Todd Snider wrote a piece for The Village Voice where he asks, “What would you do if you met Bob Dylan?” Snider details different stories he has heard of friends who have met the man. The piece is filled with Snider’s classic witty ramblings that usually make his live performances so memorable. In the end, he details a hypothetical conversation where he tries to express how much he truly loves everything Dylan has ever done. And he realizes, “that's how most true bob dylan fans sound when they start trying to explain him. that poor fucking bob dylan shouldn't have to meet anybody.”
Every serious Dylan fan has given time to this question. What would you say? Would you even say anything? You’ve seen Don’t Look Back, when he rips people apart for bestowing generic praise. His retorts, throughout his career, have cracked me up and made me glad I wasn’t the person asking the stupid question. One of my favorite interview responses he ever gave was in 1966 with Playboy.
PLAYBOY: Mistake or not, what made you decide to go the rock-n-roll route?
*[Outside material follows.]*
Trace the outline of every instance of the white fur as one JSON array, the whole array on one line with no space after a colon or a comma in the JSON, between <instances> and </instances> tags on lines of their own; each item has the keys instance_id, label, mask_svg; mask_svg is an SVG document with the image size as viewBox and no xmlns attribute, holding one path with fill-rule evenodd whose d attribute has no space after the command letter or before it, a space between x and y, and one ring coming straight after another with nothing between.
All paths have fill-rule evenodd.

DYLAN: Carelessness. I lost my one true love. I started drinking. The first thing I know, I'm in a card game. Then I'm in a crap game. I wake up in a pool hall. Then this big Mexican lady drags me off the table, takes me to Philadelphia. She leaves me alone in her house, and it burns down. I wind up in Phoenix. I get a job as a Chinaman. I start working in a dime store, and move in with a 13-year-old girl. Then this big Mexican lady from Philadelphia comes in and burns the house down. I go down to Dallas. I get a job as a "before" in a Charles Atlas "before and after" ad. I move in with a delivery boy who can cook fantastic chili and hot dogs. Then this 13-year-old girl from Phoenix comes and burns the house down. The delivery boy - he ain't so mild: He gives her the knife, and the next thing I know I'm in Omaha. It's so cold there, by this time I'm robbing my own bicycles and frying my own fish. I stumble onto some luck and get a job as a carburetor out at the hot-rod races every Thursday night. I move in with a high school teacher who also does a little plumbing on the side, who ain't much to look at, but who's built a special kind of refrigerator that can turn newspaper into lettuce. Everything's going good until that delivery boy shows up and tries to knife me. Needless to say, he burned the house down, and I hit the road. The first guy that picked me up asked me if I wanted to be a star. What could I say?
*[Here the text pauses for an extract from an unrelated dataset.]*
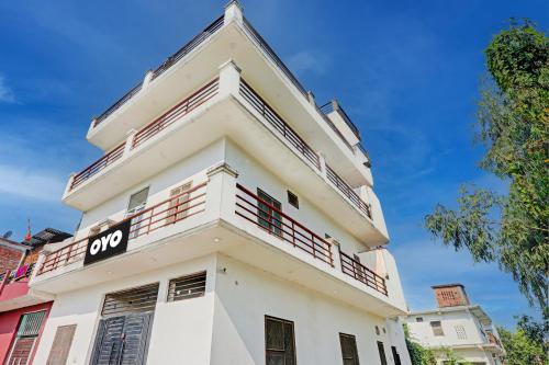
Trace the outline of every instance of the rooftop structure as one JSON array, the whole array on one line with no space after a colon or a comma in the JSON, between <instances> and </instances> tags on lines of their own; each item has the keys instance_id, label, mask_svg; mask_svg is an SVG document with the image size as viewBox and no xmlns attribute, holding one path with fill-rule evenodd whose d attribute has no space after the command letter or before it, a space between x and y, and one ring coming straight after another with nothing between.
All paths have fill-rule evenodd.
<instances>
[{"instance_id":1,"label":"rooftop structure","mask_svg":"<svg viewBox=\"0 0 549 365\"><path fill-rule=\"evenodd\" d=\"M104 155L63 196L81 224L31 284L55 297L35 364L410 364L358 128L236 1L87 139Z\"/></svg>"},{"instance_id":2,"label":"rooftop structure","mask_svg":"<svg viewBox=\"0 0 549 365\"><path fill-rule=\"evenodd\" d=\"M479 305L471 305L462 284L433 286L438 307L411 312L404 322L410 335L436 351L444 364L444 349L474 365L501 365L504 349L491 318Z\"/></svg>"}]
</instances>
PLAYBOY: And that’s how you became a rock’n’roll singer?
DYLAN: No, that’s how I got tuberculosis.
This all reminds me of a conversation I had with a friend sometime in 2005. Jeremy and I were in a band together called The Minni-Thins. I had just finished work and stopped by his house to find him in the attack room that doubled as his brother’s bedroom. He had just finished watching Fearless Freaks, the documentary of The Flaming Lips by Bradley Beesley. A year later, during our time in Austin, TX, for SXSW, The Minni-Thins would play at a private party to celebrate Beesley’s film Summercamp!
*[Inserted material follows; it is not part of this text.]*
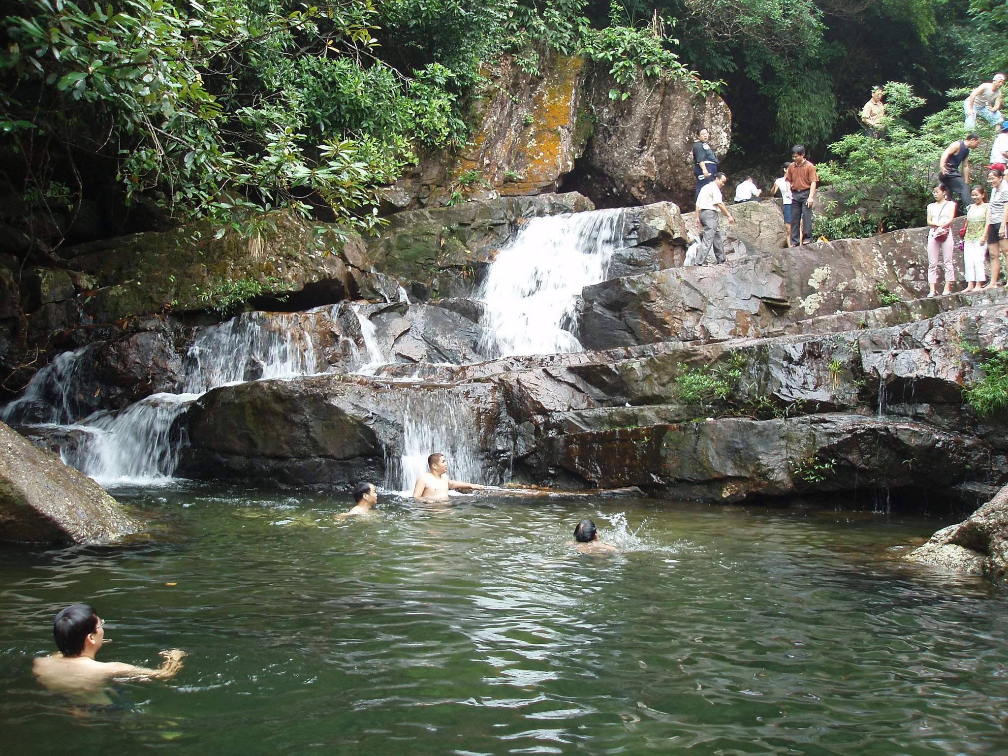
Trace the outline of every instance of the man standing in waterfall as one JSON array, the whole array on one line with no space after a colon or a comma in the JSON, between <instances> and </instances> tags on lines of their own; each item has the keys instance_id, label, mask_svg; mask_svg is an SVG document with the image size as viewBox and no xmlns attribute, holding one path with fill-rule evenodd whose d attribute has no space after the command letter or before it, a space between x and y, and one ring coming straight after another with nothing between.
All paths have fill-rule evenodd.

Jeremy had a six pack of Guinness Draught bottles (or maybe I picked them up on my way over, I can’t remember). Either way we were talking, like we often did, about some of our favorite musicians and music in general. This was right after No Direction Home had played on PBS. Somehow I mentioned that I would never want to meet Bob Dylan. Jeremy, knowing Dylan’s been my favorite musician since I discovered the power of music, asked, “Why not?”
It has nothing to do with Dylan; it has everything to do with me. What would I say? I can’t imagine any situation where the outcome would compare to feelings I have for him. I could never meet him as a fan or even mention how much of a fan I am. I would just sound like the rambling, babbling person that he seems to despise. I could never talk to him about his music, but I don’t know how I could talk to him and not mention his music or how much it has meant to me.
“That’s probably the best praise you can give any musician,” Jeremy acknowledged.
I laughed. “Yeah, I like his music so much, he’s the only musician I would never want to meet.”
The reality sounds too simple. Bob Dylan just wants to be treating like a normal person. What’s new? Seen any good movies, read any good books lately? For nearly fifty years, people have been telling him he’s a genius or the voice of a generation or the greatest songwriter ever. It’s all true, but it can’t mean much to him anymore. The best thing anyone could ever do, the most sincere thing any true Dylan fan could ever do, is act like you were seeing you an old family friend that you haven’t seen in ten years or so. He’s somebody you’re familiar with, you know the main details of his life, but it’s been so long since you’ve talked to him that the best thing you can do is maybe catch up on some brief anecdotes, hopefully share a few laughs, and wonder if you’ll run into him again.